Dès son examen en première lecture au Sénat, la commission des finances, dont j’avais été désigné rapporteur pour avis, avait alerté sur les incertitudes pesant sur les hypothèses sous-jacentes à la programmation. Nous avions déjà estimé qu’une programmation sur une durée particulièrement longue – dix ans – risquait d’être remise en cause en cas de renversement de la conjoncture.

C’est pour cette raison que le Sénat avait insisté pour maintenir dans la loi une clause de revoyure tous les trois ans, afin de pouvoir actualiser la programmation et la mettre en cohérence avec l’évolution de son environnement. Or nous constatons aujourd’hui que, malgré l’engagement pris par le Gouvernement à l’époque, aucun exercice d’actualisation de la programmation n’est à l’ordre du jour.

Madame la ministre, pourriez-vous dire très nettement devant cette assemblée si le Gouvernement a l’intention ou non de respecter les dispositions de l’article 3 de la LPR ? Avez-vous l’intention de réaliser un exercice d’actualisation de la programmation ? Sous quelle forme ? À quelle échéance ?

Au regard de la hausse de l’inflation liée aux bouleversements géopolitiques intervenus depuis, j’estime que le risque que nous avions identifié en 2020 était fondé et que l’actualisation de la LPR est non seulement une obligation qui résulte de son article 3, mais aussi une nécessité pour préserver les ambitions initiales que la loi avait fixées.

Enfin, sans anticiper sur les remarques que formulera le rapporteur général, qui présentera un amendement sur la participation de la trésorerie du Centre national de la recherche scientifique (CNRS) à la consolidation publique, j’aimerais insister sur un enjeu commun à ces deux sujets : la sincérité du budget que nous votons annuellement.

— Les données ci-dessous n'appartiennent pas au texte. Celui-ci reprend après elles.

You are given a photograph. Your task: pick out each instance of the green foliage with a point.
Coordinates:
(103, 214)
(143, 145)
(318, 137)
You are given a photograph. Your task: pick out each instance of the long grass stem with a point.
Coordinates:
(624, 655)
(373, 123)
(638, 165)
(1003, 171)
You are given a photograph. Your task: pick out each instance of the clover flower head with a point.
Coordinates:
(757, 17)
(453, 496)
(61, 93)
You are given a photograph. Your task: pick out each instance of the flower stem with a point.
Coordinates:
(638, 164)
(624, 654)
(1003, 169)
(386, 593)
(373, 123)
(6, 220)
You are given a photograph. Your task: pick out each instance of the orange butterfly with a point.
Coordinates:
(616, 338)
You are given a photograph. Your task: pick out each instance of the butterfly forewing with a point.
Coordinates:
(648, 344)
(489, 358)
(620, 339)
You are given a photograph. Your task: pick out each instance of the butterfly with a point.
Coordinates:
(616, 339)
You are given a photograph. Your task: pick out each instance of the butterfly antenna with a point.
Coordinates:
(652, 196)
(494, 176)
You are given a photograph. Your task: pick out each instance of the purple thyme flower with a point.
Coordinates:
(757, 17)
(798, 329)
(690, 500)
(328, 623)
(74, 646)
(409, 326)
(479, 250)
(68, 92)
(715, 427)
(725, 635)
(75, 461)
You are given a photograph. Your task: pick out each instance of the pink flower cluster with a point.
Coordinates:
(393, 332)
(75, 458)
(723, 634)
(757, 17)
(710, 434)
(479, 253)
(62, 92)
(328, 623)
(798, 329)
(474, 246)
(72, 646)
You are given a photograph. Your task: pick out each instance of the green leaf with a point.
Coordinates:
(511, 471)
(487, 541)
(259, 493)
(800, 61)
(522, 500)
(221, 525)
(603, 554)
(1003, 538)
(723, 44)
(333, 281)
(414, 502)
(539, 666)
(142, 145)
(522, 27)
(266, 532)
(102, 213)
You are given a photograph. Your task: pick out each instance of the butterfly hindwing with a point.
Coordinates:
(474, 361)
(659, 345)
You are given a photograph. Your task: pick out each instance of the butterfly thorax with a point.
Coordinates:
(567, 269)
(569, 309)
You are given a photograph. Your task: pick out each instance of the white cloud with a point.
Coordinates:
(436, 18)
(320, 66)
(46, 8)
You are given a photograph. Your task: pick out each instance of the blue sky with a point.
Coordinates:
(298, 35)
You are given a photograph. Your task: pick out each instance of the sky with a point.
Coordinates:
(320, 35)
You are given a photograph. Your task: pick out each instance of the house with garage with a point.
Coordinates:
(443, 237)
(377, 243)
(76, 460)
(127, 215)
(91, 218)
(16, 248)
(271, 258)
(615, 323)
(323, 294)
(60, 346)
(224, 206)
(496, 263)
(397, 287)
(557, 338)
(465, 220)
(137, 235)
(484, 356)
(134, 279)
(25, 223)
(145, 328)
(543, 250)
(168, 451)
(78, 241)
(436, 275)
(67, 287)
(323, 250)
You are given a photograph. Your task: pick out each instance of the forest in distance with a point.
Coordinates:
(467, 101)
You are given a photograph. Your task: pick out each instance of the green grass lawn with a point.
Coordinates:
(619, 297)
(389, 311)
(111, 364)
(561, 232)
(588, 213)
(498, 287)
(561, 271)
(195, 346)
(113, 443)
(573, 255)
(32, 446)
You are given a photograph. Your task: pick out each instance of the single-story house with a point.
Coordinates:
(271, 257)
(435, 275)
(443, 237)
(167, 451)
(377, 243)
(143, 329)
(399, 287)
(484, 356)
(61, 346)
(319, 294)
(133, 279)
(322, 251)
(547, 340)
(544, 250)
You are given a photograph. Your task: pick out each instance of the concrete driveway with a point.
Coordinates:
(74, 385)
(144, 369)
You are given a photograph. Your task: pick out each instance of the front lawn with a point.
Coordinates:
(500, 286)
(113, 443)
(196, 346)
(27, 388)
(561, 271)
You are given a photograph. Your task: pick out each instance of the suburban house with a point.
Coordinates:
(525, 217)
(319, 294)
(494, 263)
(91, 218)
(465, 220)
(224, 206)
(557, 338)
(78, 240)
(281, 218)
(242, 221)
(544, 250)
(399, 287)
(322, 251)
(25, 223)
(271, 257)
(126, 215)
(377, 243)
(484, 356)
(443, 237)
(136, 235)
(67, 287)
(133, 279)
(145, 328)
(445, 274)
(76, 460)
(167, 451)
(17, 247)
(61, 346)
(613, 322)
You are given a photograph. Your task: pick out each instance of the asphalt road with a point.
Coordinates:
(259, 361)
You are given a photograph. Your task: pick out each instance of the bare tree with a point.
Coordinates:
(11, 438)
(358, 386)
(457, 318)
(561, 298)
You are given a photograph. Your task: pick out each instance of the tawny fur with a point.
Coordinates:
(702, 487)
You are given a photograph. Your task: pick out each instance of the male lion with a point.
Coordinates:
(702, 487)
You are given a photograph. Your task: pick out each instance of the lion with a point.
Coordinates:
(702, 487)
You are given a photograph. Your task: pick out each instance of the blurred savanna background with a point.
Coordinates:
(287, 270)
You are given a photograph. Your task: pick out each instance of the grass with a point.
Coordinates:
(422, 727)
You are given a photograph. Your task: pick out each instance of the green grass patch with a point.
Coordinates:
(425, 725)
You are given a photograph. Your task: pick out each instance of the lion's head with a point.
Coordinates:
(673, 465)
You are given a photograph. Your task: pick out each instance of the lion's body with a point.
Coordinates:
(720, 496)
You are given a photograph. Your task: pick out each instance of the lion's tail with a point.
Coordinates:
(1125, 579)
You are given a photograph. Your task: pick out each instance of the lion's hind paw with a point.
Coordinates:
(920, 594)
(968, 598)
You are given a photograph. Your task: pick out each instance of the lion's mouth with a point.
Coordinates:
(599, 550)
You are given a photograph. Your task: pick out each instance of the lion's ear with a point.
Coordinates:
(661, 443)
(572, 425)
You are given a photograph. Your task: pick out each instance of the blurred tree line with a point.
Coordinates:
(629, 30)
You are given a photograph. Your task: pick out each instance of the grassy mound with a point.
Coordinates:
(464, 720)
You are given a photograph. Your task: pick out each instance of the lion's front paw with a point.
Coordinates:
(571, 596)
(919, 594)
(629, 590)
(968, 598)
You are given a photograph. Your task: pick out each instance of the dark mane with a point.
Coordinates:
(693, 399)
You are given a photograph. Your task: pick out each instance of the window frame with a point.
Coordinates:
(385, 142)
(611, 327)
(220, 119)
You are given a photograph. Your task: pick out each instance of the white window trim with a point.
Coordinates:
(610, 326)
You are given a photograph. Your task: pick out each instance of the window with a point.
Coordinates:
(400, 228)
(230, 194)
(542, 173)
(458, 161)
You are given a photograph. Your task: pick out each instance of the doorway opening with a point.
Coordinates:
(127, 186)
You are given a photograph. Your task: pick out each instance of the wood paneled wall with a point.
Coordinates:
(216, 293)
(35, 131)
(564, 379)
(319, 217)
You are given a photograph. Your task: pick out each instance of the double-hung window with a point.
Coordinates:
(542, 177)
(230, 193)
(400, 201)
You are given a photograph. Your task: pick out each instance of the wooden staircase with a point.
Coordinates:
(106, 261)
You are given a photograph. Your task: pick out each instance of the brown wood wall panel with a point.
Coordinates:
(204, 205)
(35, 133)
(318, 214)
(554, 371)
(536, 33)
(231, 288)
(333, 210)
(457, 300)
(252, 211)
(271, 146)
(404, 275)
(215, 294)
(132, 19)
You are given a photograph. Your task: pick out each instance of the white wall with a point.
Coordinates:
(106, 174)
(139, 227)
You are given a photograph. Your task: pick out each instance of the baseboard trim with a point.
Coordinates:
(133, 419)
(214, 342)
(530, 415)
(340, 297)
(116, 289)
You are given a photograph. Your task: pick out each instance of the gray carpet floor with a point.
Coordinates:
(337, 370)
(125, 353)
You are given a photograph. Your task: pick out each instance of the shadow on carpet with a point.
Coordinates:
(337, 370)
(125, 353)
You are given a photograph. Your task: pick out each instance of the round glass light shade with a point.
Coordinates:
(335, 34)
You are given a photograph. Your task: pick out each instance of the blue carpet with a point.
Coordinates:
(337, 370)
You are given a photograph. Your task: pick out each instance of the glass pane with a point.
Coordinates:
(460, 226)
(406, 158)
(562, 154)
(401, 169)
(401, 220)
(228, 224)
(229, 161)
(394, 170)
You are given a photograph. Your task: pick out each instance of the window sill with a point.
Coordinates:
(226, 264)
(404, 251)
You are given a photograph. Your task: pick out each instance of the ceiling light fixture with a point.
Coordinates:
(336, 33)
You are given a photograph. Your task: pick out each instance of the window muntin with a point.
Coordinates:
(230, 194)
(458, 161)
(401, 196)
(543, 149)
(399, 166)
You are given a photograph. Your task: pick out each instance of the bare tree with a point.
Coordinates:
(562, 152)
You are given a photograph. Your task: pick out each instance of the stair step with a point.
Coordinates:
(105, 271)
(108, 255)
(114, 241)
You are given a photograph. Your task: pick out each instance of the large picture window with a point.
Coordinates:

Depuis plusieurs années, le Gouvernement nous explique que les hausses de coûts non compensées sont couvertes par les marges de trésorerie des opérateurs de la recherche publique.

Si ces opérateurs disposent de fonds de roulement qui leur permettent d’absorber plusieurs années successives de hausse des coûts de l’énergie, tant mieux ! Mais pourquoi ces marges de trésorerie ne figurent-elles pas dans la programmation initiale ?

L’un des enjeux de l’exercice d’actualisation législative de la LPR est de dresser un état des lieux de la trésorerie et du fonds de roulement des opérateurs.